This afternoon’s model runs cast some lines on the wrong side of where I live.

Here we are, closing out the day before we shut the campus down a few hours early to go home, stow the lawn and patio furniture, and hunker down to wait for what tomorrow has in store.   Part of waiting for any storm, of course, is watching the track: how near or far will the center pass, east or west, because east/west can make a BIG difference.

Hopefully, as all indications have shown since a couple of days ago, Isaac is going to miss my house to the east, meaning we’ll be on the distinctly favorable left side of the storm since the most violent and nasty stuff goes on on the storm’s right.  And if we could be enough miles safely situated to the west, so much the better.

In these waning hours of watching and waiting, though, Isaac is making me squirm.  Some of the 1:00 p.m. model runs pushed farther west, some even west of the house and/or running over the house.

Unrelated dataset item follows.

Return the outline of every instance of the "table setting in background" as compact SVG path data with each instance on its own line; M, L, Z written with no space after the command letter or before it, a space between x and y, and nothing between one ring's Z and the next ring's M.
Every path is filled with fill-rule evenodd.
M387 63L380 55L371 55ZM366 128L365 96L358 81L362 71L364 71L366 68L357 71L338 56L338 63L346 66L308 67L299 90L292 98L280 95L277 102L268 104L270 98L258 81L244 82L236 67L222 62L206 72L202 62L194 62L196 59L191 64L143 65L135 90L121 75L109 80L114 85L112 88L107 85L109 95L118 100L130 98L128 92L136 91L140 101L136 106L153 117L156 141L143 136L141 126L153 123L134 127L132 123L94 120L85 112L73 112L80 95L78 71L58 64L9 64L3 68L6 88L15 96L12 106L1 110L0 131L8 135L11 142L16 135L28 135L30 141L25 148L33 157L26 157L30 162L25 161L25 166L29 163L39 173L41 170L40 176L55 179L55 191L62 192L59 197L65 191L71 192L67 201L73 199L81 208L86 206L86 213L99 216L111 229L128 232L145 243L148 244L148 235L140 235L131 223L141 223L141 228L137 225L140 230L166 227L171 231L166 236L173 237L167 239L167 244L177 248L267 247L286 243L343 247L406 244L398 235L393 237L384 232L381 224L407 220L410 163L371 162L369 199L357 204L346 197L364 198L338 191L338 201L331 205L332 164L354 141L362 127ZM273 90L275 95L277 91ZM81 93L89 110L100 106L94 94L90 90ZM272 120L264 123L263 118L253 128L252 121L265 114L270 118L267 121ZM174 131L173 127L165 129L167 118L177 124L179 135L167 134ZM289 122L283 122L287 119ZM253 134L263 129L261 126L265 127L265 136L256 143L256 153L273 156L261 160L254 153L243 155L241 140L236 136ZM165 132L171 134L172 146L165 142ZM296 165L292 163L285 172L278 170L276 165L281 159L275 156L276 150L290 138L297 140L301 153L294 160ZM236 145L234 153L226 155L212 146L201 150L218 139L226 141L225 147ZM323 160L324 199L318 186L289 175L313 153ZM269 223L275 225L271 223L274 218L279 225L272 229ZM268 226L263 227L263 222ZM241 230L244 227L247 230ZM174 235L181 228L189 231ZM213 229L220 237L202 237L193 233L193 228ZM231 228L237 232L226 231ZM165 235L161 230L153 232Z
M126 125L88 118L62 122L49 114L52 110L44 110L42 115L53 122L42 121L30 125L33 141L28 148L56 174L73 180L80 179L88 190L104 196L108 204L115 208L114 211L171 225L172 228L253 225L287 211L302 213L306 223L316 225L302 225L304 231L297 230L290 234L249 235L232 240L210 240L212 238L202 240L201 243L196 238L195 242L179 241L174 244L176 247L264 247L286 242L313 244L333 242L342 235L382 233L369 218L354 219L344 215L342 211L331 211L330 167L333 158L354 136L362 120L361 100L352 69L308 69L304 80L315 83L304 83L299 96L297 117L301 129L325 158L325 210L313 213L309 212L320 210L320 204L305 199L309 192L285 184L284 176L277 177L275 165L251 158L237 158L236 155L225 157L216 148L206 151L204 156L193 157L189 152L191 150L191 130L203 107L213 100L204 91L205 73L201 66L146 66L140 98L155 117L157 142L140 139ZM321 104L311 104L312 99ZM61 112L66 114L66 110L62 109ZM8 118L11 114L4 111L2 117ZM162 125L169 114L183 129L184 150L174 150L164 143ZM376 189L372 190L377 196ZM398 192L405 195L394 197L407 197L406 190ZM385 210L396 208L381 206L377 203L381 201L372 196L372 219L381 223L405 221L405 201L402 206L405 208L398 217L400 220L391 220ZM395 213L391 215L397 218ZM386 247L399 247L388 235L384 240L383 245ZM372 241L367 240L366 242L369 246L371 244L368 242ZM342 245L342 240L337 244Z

Hopefully, since the National Hurricane Center’s track hasn’t shown a dramatic shift, the models are just models of what’s theoretically possible and NHC’s good science is still telling the truth about the storm’s ultimate path.  But with these darned storms, we never know.  If the consequence of not knowing was no worse than “We may get a shower today or maybe not,” that would be fine.   Unfortunately, consequences in a huricane don’t settle on us so matter-of-factly.

Maybe these sensations of tight-chested, dreadful awe that we feel in the hours a hurricane approaches helps us understand why God chose to speak to Job out of the voice of a storm.  These natural expressions of fury are effective attention-getters, for sure.